Is SIFT a matching approach to replace ZNCC and NCC or SIFT just provides input to NCC, in other words SIFT is proposed to be used as an alternative to Harris corner detection algorithm?
SIFT is actually a detection, description, and matching pipeline which is proposed by David Lowe. The reason for its popularity is that it works quite well out of the box.
The detection step of SIFT (which points in the image are interesting), comparable to the Harris corner detector that you mentioned, consists of a Difference of Gaussians detector. This detector is a center surround filter and is applied to a scale space pyramid (also applied in things like pyramidal LK tracking) to detect a maximal scale space response.
The description step (what distinguishes this region) then builds histograms of gradients in rectangular bins with several scales centered around the maximal response scale. This is meant as more descriptive and robust to illumination changes etc. than things like raw pixel values, color histograms, etc. There is also a normalization of dominant orientation to get in-plane rotational invariance.
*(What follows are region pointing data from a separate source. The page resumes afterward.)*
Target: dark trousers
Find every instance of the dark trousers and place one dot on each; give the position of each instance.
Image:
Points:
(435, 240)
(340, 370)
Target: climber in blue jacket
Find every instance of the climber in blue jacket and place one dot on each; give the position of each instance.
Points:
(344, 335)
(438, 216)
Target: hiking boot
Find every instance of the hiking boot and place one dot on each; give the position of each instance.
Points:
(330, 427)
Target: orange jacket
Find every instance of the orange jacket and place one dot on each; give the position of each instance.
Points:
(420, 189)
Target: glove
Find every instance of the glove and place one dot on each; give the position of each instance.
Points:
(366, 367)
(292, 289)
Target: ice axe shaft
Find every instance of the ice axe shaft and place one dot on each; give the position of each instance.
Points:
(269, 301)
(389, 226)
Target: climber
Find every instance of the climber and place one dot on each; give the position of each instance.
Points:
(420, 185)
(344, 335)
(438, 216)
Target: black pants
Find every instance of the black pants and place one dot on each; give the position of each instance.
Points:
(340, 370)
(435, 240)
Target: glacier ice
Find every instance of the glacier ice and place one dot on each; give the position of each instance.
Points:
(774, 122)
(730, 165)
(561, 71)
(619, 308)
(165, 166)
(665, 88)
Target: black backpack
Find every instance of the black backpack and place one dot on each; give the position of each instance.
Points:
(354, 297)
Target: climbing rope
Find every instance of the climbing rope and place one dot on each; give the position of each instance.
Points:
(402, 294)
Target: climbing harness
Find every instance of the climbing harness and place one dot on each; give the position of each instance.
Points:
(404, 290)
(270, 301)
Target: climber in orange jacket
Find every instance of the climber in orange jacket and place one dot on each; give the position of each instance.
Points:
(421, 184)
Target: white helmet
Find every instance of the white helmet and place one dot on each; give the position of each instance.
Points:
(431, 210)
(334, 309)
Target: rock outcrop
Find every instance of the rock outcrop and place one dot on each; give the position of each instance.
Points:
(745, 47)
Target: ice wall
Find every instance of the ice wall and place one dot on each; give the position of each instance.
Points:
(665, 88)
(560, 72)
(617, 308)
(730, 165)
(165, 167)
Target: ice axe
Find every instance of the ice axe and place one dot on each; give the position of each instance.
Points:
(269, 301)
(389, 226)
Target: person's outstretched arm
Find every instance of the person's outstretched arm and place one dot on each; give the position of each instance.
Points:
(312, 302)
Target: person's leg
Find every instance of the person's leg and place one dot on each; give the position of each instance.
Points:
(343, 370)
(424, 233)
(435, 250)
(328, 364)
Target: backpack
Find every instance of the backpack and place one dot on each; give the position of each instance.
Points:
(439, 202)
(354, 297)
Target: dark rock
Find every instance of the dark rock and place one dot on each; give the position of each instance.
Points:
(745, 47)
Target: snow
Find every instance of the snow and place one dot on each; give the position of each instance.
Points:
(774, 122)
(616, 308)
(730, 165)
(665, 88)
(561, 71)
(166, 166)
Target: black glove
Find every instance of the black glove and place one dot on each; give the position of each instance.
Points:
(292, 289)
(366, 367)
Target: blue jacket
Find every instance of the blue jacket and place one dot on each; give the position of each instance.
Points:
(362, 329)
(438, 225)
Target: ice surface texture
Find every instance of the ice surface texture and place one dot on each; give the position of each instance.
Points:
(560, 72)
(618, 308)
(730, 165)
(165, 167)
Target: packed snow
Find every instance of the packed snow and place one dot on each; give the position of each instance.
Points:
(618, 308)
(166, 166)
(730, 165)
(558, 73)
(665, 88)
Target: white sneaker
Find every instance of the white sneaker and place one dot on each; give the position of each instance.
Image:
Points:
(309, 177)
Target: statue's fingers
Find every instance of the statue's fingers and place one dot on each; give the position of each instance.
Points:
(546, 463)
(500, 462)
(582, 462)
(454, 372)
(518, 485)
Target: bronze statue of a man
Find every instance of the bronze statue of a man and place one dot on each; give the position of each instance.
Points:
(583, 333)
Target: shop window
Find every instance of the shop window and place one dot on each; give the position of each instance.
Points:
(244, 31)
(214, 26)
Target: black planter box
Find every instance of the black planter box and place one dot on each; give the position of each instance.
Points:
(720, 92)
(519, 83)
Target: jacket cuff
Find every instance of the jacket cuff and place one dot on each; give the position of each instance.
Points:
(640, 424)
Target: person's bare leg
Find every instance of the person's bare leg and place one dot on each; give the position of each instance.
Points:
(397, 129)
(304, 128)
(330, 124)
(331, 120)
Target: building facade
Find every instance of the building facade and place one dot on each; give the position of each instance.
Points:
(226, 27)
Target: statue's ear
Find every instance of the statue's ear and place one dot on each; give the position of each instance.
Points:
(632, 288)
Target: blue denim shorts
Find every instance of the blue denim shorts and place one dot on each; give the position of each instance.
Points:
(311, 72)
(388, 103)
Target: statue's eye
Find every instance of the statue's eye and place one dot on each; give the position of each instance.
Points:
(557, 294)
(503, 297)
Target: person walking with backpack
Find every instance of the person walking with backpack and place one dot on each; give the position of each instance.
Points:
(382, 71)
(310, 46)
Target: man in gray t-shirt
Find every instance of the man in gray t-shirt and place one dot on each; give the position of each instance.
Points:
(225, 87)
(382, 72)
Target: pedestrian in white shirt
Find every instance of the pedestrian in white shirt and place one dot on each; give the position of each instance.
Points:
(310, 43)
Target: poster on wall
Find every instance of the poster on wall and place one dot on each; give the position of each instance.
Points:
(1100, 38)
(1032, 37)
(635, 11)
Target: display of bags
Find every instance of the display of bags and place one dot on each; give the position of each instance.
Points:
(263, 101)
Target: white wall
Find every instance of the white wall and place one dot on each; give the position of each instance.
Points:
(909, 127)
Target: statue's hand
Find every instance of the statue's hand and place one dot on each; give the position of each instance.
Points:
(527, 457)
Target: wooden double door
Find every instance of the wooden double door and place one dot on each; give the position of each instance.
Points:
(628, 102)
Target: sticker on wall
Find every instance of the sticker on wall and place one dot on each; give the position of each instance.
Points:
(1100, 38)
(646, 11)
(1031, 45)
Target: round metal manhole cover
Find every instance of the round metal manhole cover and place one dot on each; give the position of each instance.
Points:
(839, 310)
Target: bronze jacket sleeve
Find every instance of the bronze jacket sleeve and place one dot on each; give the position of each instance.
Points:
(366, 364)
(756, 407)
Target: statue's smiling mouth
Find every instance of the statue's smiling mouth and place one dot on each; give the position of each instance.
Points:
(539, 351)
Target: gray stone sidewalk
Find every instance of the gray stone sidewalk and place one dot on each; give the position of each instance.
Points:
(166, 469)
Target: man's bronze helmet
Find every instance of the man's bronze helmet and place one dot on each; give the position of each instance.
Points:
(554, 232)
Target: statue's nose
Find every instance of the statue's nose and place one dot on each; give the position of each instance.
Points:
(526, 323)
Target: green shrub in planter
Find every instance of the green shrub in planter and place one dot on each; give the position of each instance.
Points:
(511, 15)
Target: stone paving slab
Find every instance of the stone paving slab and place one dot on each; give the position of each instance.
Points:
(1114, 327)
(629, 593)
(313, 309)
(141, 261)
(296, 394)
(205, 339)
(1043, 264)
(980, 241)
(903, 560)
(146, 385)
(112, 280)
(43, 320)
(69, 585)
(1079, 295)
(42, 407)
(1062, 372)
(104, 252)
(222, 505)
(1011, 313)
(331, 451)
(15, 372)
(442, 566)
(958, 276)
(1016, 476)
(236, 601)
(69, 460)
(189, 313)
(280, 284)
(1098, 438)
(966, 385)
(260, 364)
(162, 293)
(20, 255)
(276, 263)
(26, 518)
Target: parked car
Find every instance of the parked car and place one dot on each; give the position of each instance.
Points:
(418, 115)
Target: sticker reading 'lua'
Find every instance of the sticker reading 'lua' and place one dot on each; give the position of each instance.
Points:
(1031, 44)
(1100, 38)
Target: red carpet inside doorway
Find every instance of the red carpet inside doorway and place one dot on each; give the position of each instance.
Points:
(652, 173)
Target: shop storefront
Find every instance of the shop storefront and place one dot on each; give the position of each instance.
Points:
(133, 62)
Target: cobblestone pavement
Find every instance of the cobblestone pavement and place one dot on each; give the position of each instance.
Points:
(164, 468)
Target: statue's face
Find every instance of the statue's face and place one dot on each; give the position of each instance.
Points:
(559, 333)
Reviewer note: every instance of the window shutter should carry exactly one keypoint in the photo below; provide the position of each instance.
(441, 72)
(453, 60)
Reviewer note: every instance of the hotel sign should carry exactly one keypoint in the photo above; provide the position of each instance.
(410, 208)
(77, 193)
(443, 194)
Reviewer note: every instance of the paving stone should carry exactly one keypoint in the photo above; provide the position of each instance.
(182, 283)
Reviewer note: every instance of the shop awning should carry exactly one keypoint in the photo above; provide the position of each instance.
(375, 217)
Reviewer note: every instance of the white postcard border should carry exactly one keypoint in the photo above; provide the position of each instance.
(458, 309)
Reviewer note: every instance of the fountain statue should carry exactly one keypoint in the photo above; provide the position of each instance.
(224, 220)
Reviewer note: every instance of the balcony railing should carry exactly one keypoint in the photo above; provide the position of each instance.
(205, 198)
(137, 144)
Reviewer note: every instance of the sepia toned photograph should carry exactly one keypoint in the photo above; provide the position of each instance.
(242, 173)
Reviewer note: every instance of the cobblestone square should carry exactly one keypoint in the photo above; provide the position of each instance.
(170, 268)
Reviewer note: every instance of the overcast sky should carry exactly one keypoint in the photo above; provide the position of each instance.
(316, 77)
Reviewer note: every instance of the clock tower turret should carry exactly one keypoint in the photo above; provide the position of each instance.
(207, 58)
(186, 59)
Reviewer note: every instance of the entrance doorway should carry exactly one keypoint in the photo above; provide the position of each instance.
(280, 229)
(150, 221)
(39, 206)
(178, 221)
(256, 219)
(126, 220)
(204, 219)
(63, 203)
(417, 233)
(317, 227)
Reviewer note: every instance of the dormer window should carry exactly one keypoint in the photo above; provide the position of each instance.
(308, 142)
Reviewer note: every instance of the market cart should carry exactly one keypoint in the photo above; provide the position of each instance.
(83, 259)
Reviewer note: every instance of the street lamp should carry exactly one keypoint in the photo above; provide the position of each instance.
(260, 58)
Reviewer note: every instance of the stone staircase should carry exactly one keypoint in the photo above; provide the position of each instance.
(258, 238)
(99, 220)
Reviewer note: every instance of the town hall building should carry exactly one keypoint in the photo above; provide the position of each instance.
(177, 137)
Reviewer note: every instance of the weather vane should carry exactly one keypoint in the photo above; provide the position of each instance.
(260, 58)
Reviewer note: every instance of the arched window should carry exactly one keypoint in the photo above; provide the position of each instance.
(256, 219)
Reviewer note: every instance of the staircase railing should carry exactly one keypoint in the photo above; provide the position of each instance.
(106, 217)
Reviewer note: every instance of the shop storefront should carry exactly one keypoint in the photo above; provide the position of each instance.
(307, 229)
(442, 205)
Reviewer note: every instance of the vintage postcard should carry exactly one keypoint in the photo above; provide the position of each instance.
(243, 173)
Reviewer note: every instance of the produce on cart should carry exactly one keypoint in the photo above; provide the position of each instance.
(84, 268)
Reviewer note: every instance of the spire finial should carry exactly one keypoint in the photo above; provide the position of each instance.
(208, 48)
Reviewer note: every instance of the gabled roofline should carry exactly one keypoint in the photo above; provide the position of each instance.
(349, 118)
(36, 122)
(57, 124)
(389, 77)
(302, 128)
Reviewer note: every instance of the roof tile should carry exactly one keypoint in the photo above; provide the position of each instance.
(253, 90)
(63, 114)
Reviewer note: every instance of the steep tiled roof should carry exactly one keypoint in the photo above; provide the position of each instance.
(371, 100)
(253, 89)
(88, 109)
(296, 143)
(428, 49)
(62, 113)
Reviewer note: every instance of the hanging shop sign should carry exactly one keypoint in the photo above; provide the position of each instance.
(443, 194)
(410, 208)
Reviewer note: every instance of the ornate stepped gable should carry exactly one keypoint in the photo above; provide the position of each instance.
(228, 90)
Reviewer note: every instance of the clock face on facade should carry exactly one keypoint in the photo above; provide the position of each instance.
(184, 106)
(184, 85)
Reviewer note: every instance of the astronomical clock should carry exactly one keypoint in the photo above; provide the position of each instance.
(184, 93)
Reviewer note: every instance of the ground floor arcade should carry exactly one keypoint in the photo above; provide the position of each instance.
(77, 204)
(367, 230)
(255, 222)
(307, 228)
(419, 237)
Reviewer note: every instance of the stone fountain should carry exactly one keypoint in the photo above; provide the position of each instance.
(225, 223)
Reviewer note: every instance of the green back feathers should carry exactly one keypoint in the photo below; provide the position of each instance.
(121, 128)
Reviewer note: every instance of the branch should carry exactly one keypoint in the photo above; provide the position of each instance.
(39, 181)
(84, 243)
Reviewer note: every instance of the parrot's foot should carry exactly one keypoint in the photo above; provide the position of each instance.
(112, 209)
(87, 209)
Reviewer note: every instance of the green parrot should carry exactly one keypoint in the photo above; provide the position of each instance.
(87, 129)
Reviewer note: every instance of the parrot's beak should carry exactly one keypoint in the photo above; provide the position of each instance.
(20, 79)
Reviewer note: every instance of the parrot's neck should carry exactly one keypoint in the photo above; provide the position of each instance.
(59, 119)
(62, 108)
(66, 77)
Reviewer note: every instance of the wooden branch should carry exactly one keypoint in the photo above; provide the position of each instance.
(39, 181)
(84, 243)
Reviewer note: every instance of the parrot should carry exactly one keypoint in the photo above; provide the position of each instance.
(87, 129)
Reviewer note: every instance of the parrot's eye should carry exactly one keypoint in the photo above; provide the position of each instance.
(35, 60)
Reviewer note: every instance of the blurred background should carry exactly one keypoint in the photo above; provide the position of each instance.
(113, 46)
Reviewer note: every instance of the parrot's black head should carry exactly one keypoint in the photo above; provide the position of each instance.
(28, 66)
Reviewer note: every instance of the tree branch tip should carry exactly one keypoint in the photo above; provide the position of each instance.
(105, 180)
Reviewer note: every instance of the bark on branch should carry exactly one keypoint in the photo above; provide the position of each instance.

The matching step (for a given descriptor/patch, which out of a pile of descriptors/patches is closest) for SIFT consist of a nearest distance ratio metric which tests for the ratio of distances between the closest match and second closest match. The idea is that if the ratio is low, then the first is much better than the second, thus you should make the match. Else, first and second is about equal and you should reject the match as noise, etc. can easily generate a false match in this scenario. This works better than Euclidean distance in practice. Though for large databases, you'll need vector quantization etc. to keep this working accurately and efficiently.
Overall, I'd argue that the SIFT descriptor/match is a much better/robust approach than NCC/ZNCC though you do pay for it in computational load.